Monday, February 14, 2005

Valentine's Day at the Morgue

Remember, I don’t force you to read this. I won’t apologize for grossing you out, if I manage to.

So, the Office of the ME in Fairfax county is way bigger than I thought it would be. They cover an area involving 2 airports and a train station, and in case of some sort of disaster, are equipped to handle 100 bodies. Impressive. We toured the facilities, checked out the coolers, radiology, and the decomp room for especially decomposing bodies - like those crawling with maggots and bugs and stuff. They have their own special room. As well they should, no one wants maggots crawling about the morgue and contaminating everything. I just never really thought about it that much.

They had 4 cases when we got there today. And in an hour and 45 minutes, they did 3 of them. Also impressive. I was kind of surprised with how roughly they treated the bodies before, during, and after autopsy. But, it makes sense. I mean, not like they’re going to feel it, right? One guy was moving them from steel slab to steel slab. He’d grab and arm and a leg and just yank them over. Worked well. It was efficient. And it also made a nice clunk when the dude’s head hit the table.

He’d also roll them up and pull the body bags out from underneath them, or roll them on their back, whatever… they had to make notations on either side of the body, where there were marks, blah blah blah. When you think of dead people, or at least when I have, you think about the rigor. You know, bodies all stiff and unmoving. We had some of that going on. But with one of the cases, the guy shot himself in the head with a shotgun last Tuesday. His autopsy was today, 6 days later. So, the rigor was all gone. Remember weekend at Bernie’s? That’s all I could think about. Except Bernie didn’t have a GSW to the head. Or did he? What did that silly guy die of anyway? Anyway, this guy’s head was all rollin’ around while he was being moved. He was like a rag doll. Like a really heavy sleeper, very moveable.

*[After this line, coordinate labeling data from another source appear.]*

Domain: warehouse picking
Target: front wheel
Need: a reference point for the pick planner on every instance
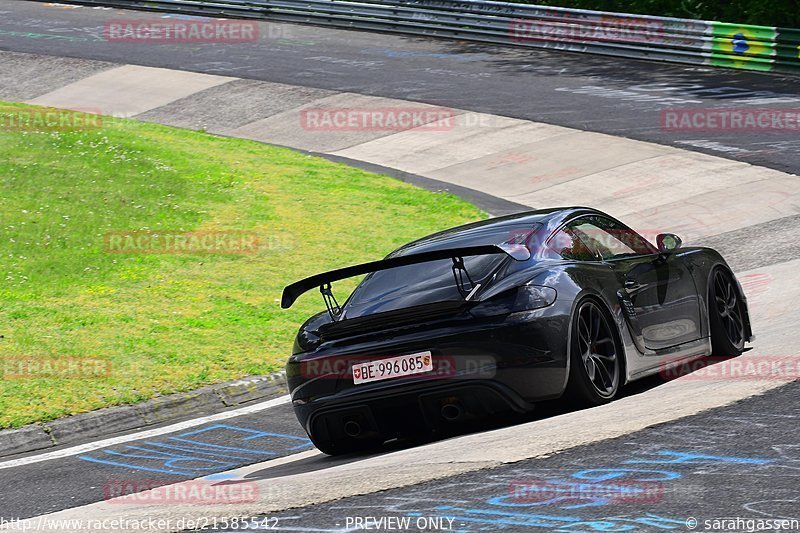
(595, 357)
(725, 315)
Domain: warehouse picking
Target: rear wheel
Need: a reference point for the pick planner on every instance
(595, 357)
(725, 312)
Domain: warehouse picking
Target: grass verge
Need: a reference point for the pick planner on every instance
(134, 325)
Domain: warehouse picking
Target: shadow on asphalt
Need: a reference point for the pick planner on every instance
(543, 411)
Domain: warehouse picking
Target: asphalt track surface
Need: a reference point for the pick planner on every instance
(753, 471)
(620, 97)
(740, 461)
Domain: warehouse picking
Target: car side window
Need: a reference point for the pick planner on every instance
(592, 238)
(569, 244)
(618, 240)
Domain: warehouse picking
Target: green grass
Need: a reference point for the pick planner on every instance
(173, 322)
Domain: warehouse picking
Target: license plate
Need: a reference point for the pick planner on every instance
(395, 367)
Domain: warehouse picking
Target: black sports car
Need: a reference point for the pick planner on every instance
(499, 314)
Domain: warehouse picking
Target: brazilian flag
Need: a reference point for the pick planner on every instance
(743, 46)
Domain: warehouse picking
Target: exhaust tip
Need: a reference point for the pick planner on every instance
(451, 411)
(352, 428)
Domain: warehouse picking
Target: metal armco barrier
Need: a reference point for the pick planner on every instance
(696, 42)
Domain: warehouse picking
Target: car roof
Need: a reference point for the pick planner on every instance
(476, 230)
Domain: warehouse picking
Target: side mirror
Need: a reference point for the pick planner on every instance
(668, 242)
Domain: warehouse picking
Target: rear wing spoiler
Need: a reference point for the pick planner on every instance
(290, 294)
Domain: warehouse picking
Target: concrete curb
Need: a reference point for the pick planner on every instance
(111, 420)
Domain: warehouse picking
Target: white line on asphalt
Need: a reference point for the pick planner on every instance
(90, 446)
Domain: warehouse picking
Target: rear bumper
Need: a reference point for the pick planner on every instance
(411, 411)
(491, 365)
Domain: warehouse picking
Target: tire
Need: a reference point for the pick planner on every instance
(725, 315)
(596, 362)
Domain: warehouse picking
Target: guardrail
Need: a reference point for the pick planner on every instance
(761, 48)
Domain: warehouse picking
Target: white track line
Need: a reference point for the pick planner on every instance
(88, 447)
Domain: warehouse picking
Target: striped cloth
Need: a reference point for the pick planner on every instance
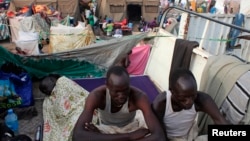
(235, 105)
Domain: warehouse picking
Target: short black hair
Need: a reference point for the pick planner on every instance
(117, 70)
(178, 73)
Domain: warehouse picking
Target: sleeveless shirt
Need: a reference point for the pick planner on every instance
(177, 123)
(120, 118)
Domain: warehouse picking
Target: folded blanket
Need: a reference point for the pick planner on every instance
(62, 109)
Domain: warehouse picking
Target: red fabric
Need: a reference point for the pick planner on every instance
(138, 59)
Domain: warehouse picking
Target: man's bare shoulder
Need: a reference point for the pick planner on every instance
(98, 92)
(202, 101)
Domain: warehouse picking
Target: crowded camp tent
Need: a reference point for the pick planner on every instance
(54, 85)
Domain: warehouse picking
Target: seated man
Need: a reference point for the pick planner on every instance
(177, 108)
(118, 105)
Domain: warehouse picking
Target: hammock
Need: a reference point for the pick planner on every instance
(91, 61)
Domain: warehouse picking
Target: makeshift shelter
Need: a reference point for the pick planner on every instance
(90, 61)
(65, 38)
(132, 9)
(66, 7)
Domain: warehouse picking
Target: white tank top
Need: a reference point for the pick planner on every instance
(177, 123)
(120, 118)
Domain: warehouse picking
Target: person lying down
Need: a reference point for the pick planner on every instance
(113, 111)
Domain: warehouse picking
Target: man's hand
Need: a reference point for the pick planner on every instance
(91, 127)
(138, 134)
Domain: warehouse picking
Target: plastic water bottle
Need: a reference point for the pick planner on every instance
(11, 121)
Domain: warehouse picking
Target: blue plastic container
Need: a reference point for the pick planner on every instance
(11, 121)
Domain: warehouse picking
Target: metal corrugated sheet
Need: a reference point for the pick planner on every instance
(213, 36)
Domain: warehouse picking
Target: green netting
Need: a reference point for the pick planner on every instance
(40, 67)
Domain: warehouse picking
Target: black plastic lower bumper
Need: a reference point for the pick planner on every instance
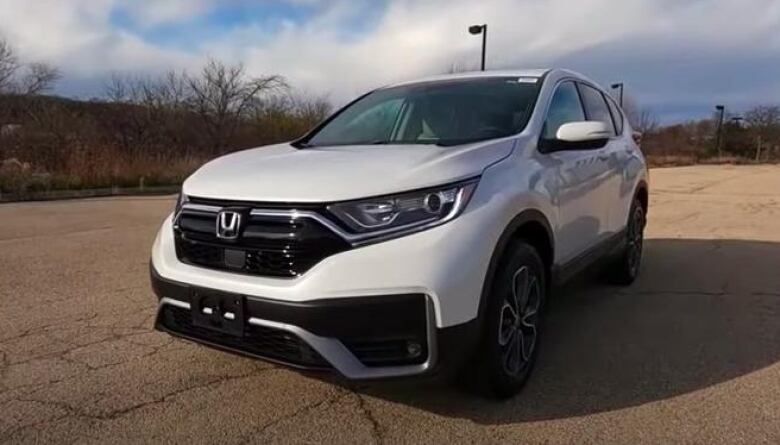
(380, 331)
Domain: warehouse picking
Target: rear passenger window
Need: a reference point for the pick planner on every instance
(595, 106)
(565, 107)
(617, 115)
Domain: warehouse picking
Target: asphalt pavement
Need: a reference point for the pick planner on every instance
(690, 353)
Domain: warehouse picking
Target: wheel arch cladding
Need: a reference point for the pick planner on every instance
(642, 195)
(530, 226)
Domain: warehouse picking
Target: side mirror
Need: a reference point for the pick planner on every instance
(583, 131)
(584, 135)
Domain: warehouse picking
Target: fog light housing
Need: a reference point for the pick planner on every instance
(413, 349)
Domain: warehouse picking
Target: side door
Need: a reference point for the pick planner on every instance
(611, 156)
(579, 178)
(629, 166)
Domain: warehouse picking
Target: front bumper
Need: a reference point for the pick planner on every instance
(359, 337)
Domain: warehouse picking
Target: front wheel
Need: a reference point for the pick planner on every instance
(511, 338)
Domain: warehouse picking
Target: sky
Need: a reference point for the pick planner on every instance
(676, 57)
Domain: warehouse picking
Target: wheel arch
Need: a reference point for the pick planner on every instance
(642, 194)
(531, 226)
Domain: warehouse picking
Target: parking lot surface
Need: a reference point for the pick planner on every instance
(689, 353)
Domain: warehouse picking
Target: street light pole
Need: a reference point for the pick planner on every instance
(481, 29)
(620, 94)
(722, 110)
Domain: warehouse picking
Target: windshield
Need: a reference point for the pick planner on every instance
(443, 113)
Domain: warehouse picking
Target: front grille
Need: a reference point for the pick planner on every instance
(259, 341)
(273, 246)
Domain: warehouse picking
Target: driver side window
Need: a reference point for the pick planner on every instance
(565, 107)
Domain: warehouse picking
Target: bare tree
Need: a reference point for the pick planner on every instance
(9, 64)
(764, 126)
(40, 77)
(222, 95)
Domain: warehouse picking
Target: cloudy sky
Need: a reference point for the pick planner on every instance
(677, 57)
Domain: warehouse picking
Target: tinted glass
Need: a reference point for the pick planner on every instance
(565, 107)
(596, 107)
(443, 113)
(617, 116)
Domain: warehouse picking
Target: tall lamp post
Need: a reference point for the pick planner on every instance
(480, 29)
(721, 110)
(620, 94)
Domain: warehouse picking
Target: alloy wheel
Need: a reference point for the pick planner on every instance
(519, 318)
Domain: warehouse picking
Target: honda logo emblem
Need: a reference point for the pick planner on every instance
(228, 224)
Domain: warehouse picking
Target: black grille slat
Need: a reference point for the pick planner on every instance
(260, 341)
(274, 246)
(386, 352)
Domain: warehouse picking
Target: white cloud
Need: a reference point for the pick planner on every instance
(669, 51)
(147, 13)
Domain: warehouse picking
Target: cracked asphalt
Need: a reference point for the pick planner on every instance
(690, 353)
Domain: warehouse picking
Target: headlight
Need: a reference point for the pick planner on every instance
(405, 212)
(182, 199)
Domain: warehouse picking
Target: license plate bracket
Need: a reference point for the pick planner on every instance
(218, 312)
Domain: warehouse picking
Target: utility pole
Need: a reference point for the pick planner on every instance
(620, 94)
(722, 110)
(480, 29)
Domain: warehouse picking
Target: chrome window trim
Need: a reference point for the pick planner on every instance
(335, 353)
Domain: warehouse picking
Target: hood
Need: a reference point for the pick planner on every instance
(283, 173)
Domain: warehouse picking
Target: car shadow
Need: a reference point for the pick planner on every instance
(703, 312)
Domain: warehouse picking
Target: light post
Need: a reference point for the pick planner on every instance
(620, 94)
(480, 29)
(722, 110)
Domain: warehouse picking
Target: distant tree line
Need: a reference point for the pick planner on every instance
(753, 136)
(144, 130)
(157, 130)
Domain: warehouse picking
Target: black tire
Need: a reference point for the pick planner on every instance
(625, 269)
(510, 342)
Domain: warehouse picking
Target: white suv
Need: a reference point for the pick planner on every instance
(420, 227)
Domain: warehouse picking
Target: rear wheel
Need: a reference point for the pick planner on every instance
(626, 268)
(511, 338)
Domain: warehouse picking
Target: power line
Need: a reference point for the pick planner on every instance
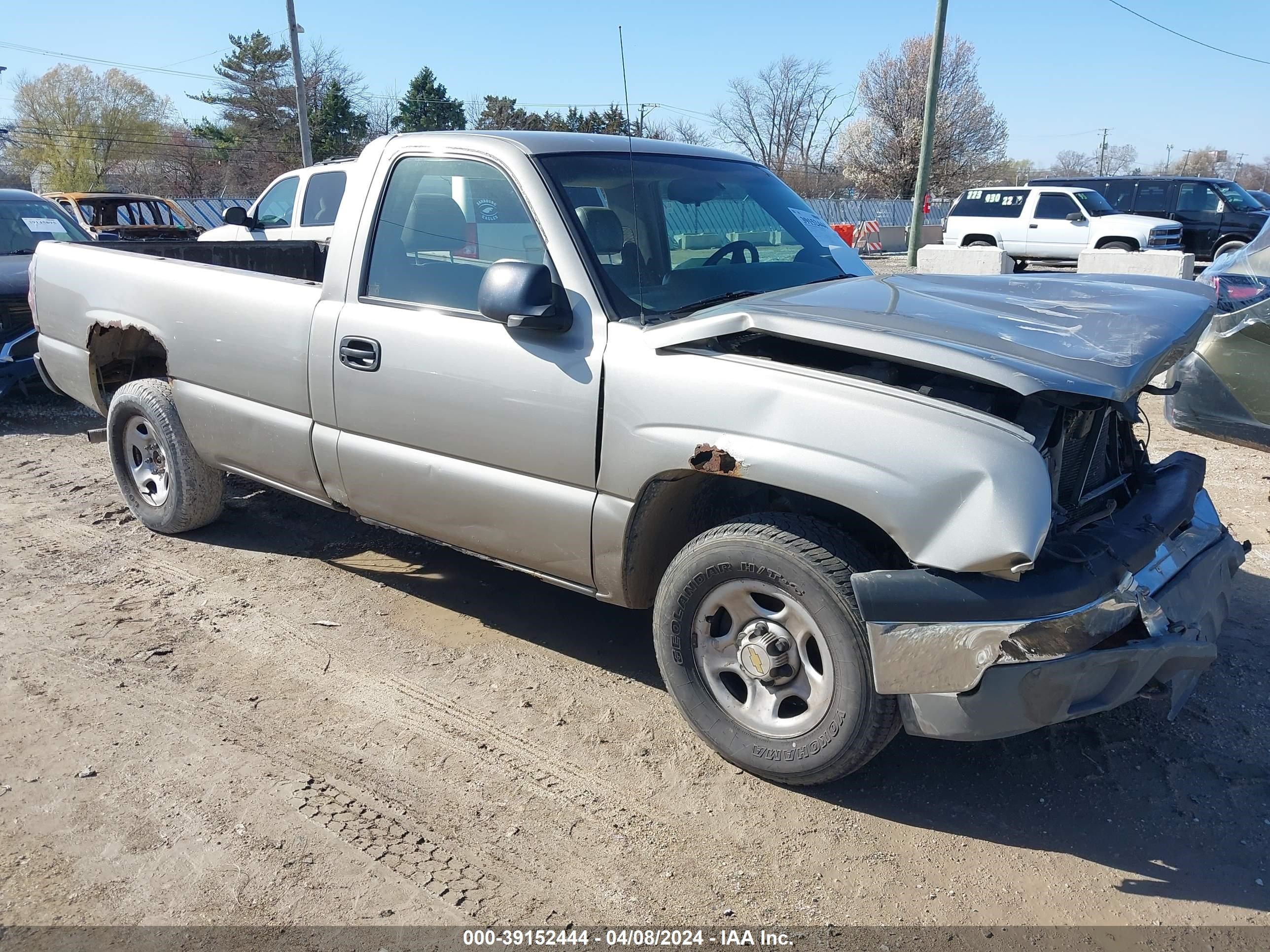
(107, 63)
(1192, 40)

So, it was an enlightening experience. Autopsies are quick. And it was interesting to see what your last doctor’s exam will be like. Interesting things to note:

1. They wash you off with a scouring pad. You know those rectangular green ones? Yeah. That’s what was used.

2. The X-Files let me down. They didn’t weigh the intestines. They weigh like, everything but the small and large intestine. And they didn’t do stomach contents. I’m not sure if they weighed that or not. I’m thinking no. Just the spleen, kidneys, liver, heart, lungs, and brain.

3. During the autopsy they throw all your organs in a big plastic bag. Some they need to cut up more to look at with more detail, depending on the case, but they all end up in this big bag - whole or mutilated, no matter. Some have samples taken from them to be sent to the lab for histological staining. At any rate, when they’re done, they put this bag back into the cavity that used to hold them all orderly… and they sew you back up, slipping the sternum and ribs back in place as they do so. (These are cut with hedge clippers.) Then they stick the skull back together and sew up your head. So, you’re buried with all your parts, but not where they belong. I’m okay with that, I guess. But the thing that bothers me is your brain is floating around in your stomach. For some reason, that’s the only part that seems wrong. This does, however raise an interesting question. Why do we ever bother to exhume people? What does that do for us? And what does the mortician think of the butcher job the M.E.‘s do? They must seriously be miracle workers.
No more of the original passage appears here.